Il primo ministro Benjamin Netanyahu è subito intervenuto: «Una linea rossa è stata superata. È stato teppismo, spargimento di sangue, una furia che non possiamo accettare», ha tuonato. Ha inoltre ordinato un nuovo piano per allontanare tutti i migranti africani entrati illegalmente. Il premier ha usato poi parole molto dure, ovvero che l'immigrazione costituisce «una minaccia reale al carattere e al futuro di Israele come Stato ebraico e democratico». Subito gli ha fatto eco il ministro della cultura Miki Zohar: «Coloro che si ribellano per le strade, distruggono negozi e aggrediscono gli agenti di polizia devono essere puniti severamente e deportati immediatamente». Mentre il leader dell'opposizione Yair Lapid si è scagliato contro l'esecutivo e ha scritto su X: «Questo governo ha promesso di gestire la crisi dell'immigrazione. Come al solito, la situazione è solo peggiorata e regna il caos». Il ministro della sicurezza nazionale Itamar Ben Gvir ieri ha visitato il luogo dei disordini e ha promesso che tutte le persone coinvolte «saranno affrontate». Ma i residenti lo hanno fischiato, accusato di non aver mantenuto le promesse di riportare ordine nelle strade e gli hanno gridato: «Vergogna!». Un manifestante gli ha poi chiesto: «Quanto vieni pagato?

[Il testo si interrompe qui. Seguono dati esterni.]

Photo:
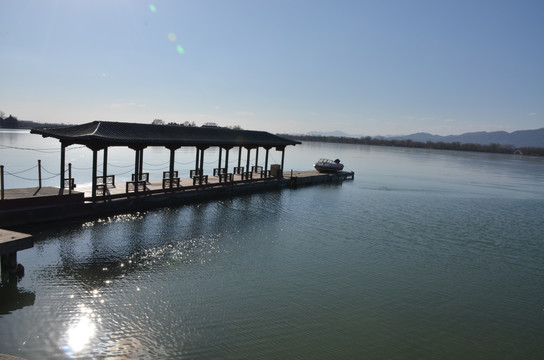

Sembra che tu abbia un programma di sinistra». Mentre il ministro della giustizia Yariv Levin ha fatto notare che le rivolte hanno dimostrato la necessità di una riforma giudiziaria.

Poi è arrivato il commento del ministro delle finanze Bezalel Smotrich: «Le rivolte di sabato sono state solo un'anteprima di ciò che ci aspetta se non riportiamo gli infiltrati nelle loro terre d'origine». Nel paese sono presenti circa 30mila migranti africani, per lo più provenienti dal Sudan e dall'Eritrea, e molti di loro sostengono di essere rifugiati dalla guerra e dall'oppressione.

La maggior parte è arrivata in Israele attraverso l'Egitto nel 2007-2012, prima che Israele costruisse una barriera lungo il confine nel deserto. Le rivolte di sabato hanno riportato la questione dei migranti nell'agenda politica, in un momento in cui Israele è già diviso sulla controversa riforma giudiziaria del governo.